Thursday, March 18, 2010

Gainful Employment for Law School?

by Daniel L. Bennett

Yesterday, I posted some data on the maximum amount students pursuing careers in the 10 fast-growing occupations could have borrowed if the Department of Education's (ED) proposed metric to define gainful employment were retro-acted prior to 2003. Then I read an interesting blog by Brandon Platt over at Career College Central in which he suggests that a:
growing number of law graduates...can’t find the employment they felt they were promised, or even...able to find employment and begin paying back [their] loans at graduation
This got me to thinking about all of the horror stories about law school graduates having six figures of debt and unable to find job, and what the ED's proposed metric for gainful would imply for law schools. So, I returned to the BLS site and collected occupations data at the 25th percentile for lawyers in 2003 and 2008 and applied the same methodology that I used yesterday to calculate the max debt that a student could borrow for 3 years of law school.

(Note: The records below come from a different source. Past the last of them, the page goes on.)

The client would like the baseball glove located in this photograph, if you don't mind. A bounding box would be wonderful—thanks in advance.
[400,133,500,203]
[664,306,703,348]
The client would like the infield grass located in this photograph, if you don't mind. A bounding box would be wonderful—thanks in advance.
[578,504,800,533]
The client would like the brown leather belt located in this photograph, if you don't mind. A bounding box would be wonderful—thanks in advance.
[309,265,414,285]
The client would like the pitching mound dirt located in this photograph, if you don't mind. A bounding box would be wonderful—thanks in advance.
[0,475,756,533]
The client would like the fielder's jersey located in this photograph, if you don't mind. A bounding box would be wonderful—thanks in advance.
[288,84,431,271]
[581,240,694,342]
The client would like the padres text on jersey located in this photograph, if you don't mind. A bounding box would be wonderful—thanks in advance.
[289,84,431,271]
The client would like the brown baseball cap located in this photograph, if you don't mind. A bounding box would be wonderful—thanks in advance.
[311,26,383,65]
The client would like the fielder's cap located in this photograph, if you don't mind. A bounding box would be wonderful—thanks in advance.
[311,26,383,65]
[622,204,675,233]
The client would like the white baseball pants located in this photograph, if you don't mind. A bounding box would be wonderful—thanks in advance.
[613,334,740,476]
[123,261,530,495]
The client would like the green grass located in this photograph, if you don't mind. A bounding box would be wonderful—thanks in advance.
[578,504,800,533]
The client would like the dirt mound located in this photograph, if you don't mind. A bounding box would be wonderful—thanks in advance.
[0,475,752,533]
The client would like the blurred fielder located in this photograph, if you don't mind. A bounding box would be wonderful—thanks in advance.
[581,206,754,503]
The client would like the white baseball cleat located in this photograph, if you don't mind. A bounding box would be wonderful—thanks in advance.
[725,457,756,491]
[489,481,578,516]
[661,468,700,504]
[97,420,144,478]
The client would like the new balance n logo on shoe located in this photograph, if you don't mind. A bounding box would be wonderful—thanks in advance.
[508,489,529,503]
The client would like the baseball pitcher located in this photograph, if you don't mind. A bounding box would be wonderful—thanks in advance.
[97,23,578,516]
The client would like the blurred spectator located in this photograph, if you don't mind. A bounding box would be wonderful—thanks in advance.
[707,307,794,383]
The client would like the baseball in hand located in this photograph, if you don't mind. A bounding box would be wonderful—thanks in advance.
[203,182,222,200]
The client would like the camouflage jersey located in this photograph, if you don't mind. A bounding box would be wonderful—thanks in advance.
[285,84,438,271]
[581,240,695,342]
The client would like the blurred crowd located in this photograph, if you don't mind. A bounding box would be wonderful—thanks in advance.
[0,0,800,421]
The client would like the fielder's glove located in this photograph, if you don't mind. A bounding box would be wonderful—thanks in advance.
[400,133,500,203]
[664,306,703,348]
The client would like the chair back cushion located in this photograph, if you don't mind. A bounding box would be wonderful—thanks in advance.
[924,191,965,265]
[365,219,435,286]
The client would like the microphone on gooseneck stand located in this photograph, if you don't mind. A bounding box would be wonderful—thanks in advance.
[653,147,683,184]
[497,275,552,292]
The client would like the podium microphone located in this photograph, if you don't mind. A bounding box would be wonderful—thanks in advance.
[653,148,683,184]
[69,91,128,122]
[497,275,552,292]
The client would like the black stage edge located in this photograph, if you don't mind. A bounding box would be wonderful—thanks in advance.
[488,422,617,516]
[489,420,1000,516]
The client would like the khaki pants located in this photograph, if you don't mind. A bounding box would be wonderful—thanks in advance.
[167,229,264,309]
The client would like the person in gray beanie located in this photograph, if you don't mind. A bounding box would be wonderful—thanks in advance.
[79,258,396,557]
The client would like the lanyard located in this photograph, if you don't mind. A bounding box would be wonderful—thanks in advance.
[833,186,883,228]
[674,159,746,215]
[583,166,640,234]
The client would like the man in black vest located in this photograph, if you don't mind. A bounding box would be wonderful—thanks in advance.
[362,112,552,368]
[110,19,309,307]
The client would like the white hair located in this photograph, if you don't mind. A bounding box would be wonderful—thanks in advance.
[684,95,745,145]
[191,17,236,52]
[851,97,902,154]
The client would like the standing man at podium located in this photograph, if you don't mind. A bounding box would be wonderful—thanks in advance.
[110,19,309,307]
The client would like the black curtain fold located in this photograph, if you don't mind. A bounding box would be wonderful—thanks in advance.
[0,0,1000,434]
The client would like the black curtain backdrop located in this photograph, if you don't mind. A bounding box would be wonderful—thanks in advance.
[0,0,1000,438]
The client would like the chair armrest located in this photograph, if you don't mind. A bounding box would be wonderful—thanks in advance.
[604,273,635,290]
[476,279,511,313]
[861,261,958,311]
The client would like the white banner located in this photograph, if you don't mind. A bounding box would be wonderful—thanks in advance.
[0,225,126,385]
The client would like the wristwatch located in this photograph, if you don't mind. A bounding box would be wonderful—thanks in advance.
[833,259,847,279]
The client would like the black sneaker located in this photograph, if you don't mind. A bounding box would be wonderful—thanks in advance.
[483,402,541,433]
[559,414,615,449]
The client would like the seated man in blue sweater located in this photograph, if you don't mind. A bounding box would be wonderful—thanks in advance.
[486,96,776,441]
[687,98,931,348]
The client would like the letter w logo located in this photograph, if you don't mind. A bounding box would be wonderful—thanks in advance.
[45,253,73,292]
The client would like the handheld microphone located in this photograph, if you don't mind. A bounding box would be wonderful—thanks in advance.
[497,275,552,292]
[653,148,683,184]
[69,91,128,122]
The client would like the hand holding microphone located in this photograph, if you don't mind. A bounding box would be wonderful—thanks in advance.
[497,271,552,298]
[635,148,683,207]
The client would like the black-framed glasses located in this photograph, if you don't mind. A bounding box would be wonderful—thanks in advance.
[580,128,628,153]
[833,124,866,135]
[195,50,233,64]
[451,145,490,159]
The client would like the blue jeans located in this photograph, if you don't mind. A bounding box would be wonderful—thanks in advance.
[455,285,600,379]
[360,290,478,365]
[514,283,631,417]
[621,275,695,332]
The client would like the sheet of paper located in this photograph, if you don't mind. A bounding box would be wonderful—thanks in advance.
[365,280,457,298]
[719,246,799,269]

In 2008, the 25th percentile earnings for lawyers was just under $75,000, an inflation-adjusted increase of 2.3% from 2003. Given this earnings figure, and assuming a 6.8 percent fixed loan rate (which is very conservative considering that many law students take out private loans with much higher interest rates), I calculated that the maximum total debt a law student could borrow would have been just under $44,000, or 2.3% more than he/she could have borrowed in 2003 after adjusting for inflation. Given the ED's proposal, this would also include any debt incurred as an undergrad, unless the student managed to pay it off before starting law school. FYI, the average law school tuition was just under $28,000 in 2007-08.

What this little comparison tells us is that the ED's proposal is unrealistic and way off base. A better idea than implementing some arbitrary metric that even the preferred public and not-for profit sectors could not pass, would be to require colleges to collect and publicize student outcomes data, such as job placement and average earnings, as well as program completion and loan default rates, so that students have enough information to make intelligent decisions.